The Eurogroup now plans to reconvene on Monday.

Most Asian stocks had risen modestly earlier in the day on optimism that the euro-zone leaders would reach an agreement, while Japanese shares had resumed a rally on further yen weakness after Tuesday’s lower finish.

But the euro’s tumble against the dollar — and the yen — helped erase some of those gains for the nation’s exporters.

Toyota Motor Corp.   slipped from its intraday high but remained up 1.6%, though Sony Corp. trimmed its advance to just 0.3%, and Tokyo Electron Ltd.   pared its gain to 0.6%.

Japanese trade data released 10 minutes ahead of the stock-market open helped exacerbate the yen’s fall.

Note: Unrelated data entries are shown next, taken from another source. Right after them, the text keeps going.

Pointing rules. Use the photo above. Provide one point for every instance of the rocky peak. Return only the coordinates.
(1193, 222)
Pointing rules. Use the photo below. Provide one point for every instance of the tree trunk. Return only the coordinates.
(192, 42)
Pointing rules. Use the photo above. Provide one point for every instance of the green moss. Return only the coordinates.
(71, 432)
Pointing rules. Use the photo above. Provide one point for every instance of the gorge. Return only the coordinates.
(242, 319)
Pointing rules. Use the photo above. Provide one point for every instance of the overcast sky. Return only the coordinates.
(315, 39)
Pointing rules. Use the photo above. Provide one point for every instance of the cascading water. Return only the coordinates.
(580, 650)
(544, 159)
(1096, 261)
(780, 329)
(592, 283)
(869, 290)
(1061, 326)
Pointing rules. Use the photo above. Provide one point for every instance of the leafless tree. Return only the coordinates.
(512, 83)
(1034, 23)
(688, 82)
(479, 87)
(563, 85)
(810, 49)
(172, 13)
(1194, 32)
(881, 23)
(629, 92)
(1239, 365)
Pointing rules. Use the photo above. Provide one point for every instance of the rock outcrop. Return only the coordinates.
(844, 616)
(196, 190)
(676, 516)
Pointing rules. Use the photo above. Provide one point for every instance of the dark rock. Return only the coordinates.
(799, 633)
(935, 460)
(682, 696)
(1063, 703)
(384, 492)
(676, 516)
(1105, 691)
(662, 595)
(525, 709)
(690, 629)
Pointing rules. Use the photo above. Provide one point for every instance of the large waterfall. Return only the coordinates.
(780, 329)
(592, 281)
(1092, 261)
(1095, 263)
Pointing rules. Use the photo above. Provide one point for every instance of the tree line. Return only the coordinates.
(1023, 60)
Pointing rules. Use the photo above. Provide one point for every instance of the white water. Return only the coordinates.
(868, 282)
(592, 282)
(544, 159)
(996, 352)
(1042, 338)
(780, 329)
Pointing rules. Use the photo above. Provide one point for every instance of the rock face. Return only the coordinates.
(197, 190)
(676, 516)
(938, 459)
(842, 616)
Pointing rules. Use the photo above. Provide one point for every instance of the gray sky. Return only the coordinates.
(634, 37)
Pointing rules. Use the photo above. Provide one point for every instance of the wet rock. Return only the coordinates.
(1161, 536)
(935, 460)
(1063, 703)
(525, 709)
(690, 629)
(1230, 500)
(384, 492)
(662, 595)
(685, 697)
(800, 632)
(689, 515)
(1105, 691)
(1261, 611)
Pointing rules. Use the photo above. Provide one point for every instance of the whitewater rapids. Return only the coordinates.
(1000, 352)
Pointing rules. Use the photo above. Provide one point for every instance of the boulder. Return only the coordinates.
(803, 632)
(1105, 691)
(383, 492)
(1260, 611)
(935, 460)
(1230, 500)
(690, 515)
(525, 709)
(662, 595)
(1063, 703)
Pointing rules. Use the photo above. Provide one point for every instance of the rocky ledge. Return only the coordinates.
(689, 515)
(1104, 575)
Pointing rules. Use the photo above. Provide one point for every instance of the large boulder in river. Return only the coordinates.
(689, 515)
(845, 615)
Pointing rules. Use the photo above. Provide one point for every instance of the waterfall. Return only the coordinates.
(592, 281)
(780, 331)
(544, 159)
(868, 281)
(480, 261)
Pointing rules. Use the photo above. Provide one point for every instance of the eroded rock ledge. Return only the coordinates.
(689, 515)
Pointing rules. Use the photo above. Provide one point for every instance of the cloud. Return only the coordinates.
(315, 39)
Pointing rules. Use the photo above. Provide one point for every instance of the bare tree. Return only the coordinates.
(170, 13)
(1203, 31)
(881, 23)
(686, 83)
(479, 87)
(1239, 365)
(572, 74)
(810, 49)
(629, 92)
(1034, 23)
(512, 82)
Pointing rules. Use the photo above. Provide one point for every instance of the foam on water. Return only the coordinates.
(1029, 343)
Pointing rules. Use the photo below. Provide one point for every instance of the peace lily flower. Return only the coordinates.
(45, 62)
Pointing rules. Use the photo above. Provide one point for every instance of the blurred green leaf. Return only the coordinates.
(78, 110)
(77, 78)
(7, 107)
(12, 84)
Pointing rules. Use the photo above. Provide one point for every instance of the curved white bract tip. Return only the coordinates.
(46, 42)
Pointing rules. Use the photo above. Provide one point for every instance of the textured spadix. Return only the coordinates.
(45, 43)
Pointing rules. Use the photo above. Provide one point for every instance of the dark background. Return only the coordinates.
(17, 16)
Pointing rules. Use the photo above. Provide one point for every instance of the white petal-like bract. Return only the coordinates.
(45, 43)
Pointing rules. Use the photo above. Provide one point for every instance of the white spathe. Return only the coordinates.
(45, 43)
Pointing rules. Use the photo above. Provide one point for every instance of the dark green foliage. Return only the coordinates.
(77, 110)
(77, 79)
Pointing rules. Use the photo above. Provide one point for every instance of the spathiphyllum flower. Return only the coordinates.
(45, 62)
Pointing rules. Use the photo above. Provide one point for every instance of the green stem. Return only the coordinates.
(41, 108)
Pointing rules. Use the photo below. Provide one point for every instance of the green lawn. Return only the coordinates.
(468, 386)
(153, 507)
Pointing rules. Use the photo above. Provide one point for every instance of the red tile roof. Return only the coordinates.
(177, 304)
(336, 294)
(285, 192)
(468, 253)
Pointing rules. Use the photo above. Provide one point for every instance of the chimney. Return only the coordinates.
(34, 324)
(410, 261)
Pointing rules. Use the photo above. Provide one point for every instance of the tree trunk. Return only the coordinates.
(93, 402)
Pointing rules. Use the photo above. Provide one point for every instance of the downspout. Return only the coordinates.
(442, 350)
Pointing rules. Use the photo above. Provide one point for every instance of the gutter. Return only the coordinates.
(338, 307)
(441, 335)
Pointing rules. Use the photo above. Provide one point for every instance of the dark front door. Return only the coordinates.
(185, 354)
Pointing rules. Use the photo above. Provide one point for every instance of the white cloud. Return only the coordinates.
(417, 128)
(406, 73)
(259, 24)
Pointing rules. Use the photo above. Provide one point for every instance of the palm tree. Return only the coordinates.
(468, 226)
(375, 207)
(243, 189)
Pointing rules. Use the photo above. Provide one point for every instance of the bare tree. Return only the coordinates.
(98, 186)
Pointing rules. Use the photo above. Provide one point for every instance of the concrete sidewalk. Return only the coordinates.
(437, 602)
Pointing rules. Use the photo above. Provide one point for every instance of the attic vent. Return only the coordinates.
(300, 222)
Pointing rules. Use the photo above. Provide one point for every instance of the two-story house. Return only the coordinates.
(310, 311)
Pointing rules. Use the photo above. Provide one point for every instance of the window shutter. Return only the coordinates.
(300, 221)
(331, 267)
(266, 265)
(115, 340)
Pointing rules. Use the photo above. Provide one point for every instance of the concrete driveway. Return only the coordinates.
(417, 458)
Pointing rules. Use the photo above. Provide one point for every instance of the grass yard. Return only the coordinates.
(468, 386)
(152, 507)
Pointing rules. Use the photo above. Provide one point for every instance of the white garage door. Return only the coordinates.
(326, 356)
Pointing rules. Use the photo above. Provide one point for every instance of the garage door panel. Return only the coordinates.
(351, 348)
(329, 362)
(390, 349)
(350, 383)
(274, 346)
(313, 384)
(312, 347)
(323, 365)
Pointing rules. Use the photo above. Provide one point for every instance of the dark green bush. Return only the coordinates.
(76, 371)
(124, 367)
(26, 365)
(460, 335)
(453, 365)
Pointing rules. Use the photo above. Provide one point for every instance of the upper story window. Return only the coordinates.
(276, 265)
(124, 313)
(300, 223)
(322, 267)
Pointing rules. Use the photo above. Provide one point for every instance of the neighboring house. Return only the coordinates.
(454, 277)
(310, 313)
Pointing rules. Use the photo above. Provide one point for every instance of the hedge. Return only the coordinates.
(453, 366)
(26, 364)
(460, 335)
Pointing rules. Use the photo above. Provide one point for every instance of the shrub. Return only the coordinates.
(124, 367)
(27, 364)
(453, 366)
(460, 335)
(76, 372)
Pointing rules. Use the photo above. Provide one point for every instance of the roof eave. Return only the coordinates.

The Finance Ministry reported a 6.5% year-on-year drop in Japanese exports, fueled by another tumble in shipments to China, amid tensions between the two nations.

In Seoul, KB Financial Group Inc.   fell 2.4%, and Hyundai Heavy Industries Co.  dropped 1.7%. In Taipei, Hon Hai Precision Industry Co.   lost 1.5%, and Taiwan Semiconductor Manufacturing Co.   fell 1.1%.

And in Sydney, Commonwealth Bank of Australia    slipped 0.2%, and National Australia Bank Ltd.   dropped 0.3%, as buyers backed away.

Losses in Sydney also came amid weakness in the resource sector, with energy shares losing ground after an almost 3% drop in benchmark U.S. crude-oil futures overnight.

Woodside Petroleum Ltd.   lost 1.2% and Santos Ltd.   retreated 2.9%.

Property and resource stocks dropped on mainland Chinese bourses, with Poly Real Estate Group Co.  sliding 0.8% and Jiangxi Copper Co.   shedding 0.9%.

Hong Kong stocks ended the morning trading session higher, meanwhile.

Shares of China Overseas Land & Investment Ltd.  climbed 1.2%, and foods company Want Want China Holdings Ltd.  rose 1.3%.

Shares of HSBC Holdings PLC   climbed 0.3%, although also off the day’s highs, after The Wall Street Journal reported that the lender was in talks with China’s sovereign-wealth fun to sell its stake in Ping An Insurance Group Co.

Ping An  , which had dropped in the last two trading sessions amid concerns about the possible sale, advanced 0.3%.